Sous le feu des balles, il garde son trône. Le 16 août 1972, Hassan II échappe à un attentat aérien d’une audace inouïe.
Une tentative d’assassinat en plein ciel
Le Maroc vit alors une période de fortes tensions. À peine un an après le coup de force de Skhirat, Hassan II est de nouveau visé par une faction de l’armée. Ce 16 août 1972, l’avion royal, un Boeing 727 revenant de France, est rejoint par quatre chasseurs F5. L’escorte vira au piège : rafales de mitrailleuses, réacteurs touchés, la cabine est transpercée. Le sang coule, plusieurs personnes sont blessés, mais le roi reste indemne.

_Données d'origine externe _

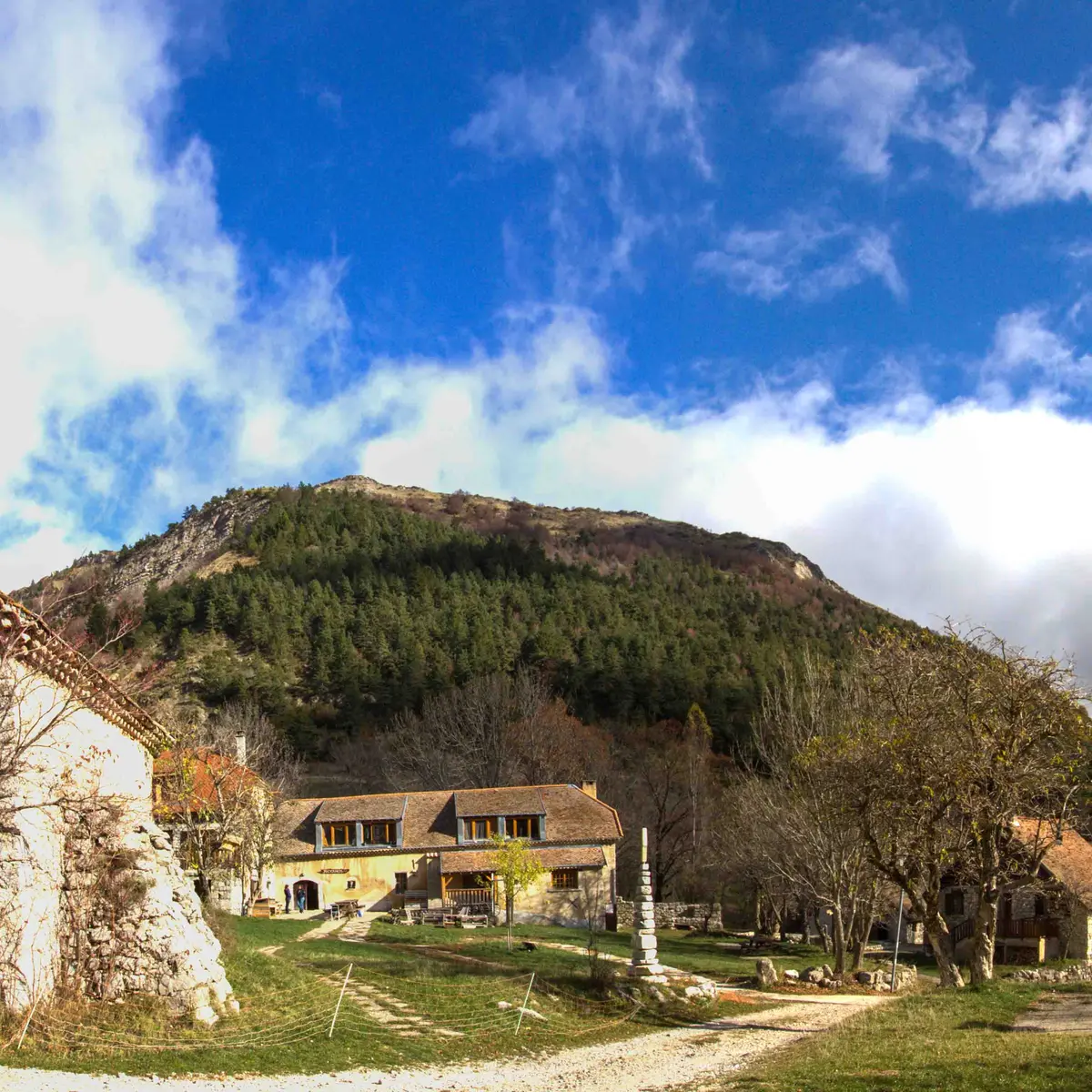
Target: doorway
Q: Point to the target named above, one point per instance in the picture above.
(310, 890)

Aux commandes, le commandant Mohammed Kabbaj fait preuve d’un sang-froid exceptionnel. Il annonce à la radio que le roi est grièvement blessé, une ruse pour interrompre les tirs. Les putschistes exigent un atterrissage à Kénitra, mais l’appareil se pose finalement à Rabat, de justesse, après avoir effectué une sortie de piste.
Sur le tarmac, Hassan II garde une maîtrise glaciale. Il salue les troupes, rit avec ses enfants, puis s’éclipse discrètement dans une voiture banalisée pour rejoindre Skhirat. La monarchie vient d’échapper à l’effondrement… mais pas à la vengeance royale.

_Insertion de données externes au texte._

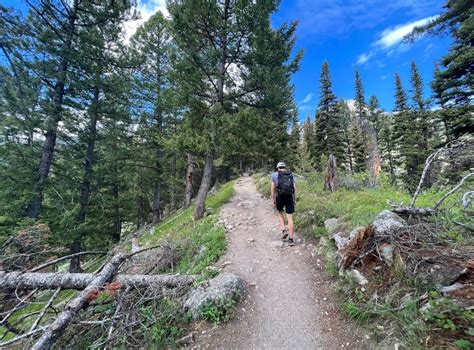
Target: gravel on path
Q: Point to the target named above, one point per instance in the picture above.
(290, 304)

Oufkir, l’homme de l’ombre qui voulait la République
Derrière ce complot, un homme : le général Mohamed Oufkir, ministre de la Défense et proche du roi. Ancien artisan de la répression contre l’opposition, il rêve pourtant d’un Maroc républicain, sur le modèle de l’Égypte de Nasser et de la Libye de Kadhafi.

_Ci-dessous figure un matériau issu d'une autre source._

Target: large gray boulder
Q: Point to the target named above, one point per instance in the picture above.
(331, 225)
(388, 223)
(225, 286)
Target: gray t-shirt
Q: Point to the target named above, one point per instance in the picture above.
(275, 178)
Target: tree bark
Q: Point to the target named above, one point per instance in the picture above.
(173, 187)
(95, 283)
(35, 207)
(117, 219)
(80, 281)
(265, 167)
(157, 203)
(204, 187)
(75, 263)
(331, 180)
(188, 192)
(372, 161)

Déjà impliqué dans l’affaire Ben Barka en 1965, Oufkir orchestre minutieusement cette attaque aérienne. Une brigade blindée est en alerte, prête à intervenir si l’avion tombe. Mais l’échec est cuisant. Les pilotes putschistes sont exécutés, Oufkir est retrouvé mort dans des conditions troubles. Le roi, lui, renforce son contrôle sur l’armée et verrouille davantage le pouvoir.
Cette seconde tentative de coup d’État en quatorze mois révèle l’isolement du souverain, entouré d’ennemis jusque dans ses plus hauts gradés.
La monarchie marocaine face aux vents de la République
Pour comprendre cette période, il faut rappeler que le Maroc est alors la dernière monarchie d’Afrique du Nord. La Libye a perdu son roi en 1969, l’Égypte en 1952, la Tunisie et l’Algérie sont nées républiques. Hassan II, monté sur le trône en 1961, incarne l’unité d’un pays profondément divisé par son histoire coloniale : protectorat français, protectorat espagnol, administration internationale de Tanger.
Cette diversité nourrit les tensions. Certaines régions, comme le Rif, sont marginalisées, tandis qu’une partie de l’élite aspire à un système républicain. Malgré les critiques – trop jeune, trop occidentalisé, trop autoritaire – Hassan II poursuit la réunification du royaume et mise sur des causes mobilisatrices, comme le projet du Grand Maroc.
L’attentat d’août 1972, soutenu moralement par la Libye de Kadhafi, n’empêche pas le souverain de consolider son trône. Trois ans plus tard, il lance la Marche verte, récupérant le Sahara occidental au nez et à la barbe de l’Espagne. La monarchie sort renforcée, et l’image d’un roi calme sous le feu devient une légende.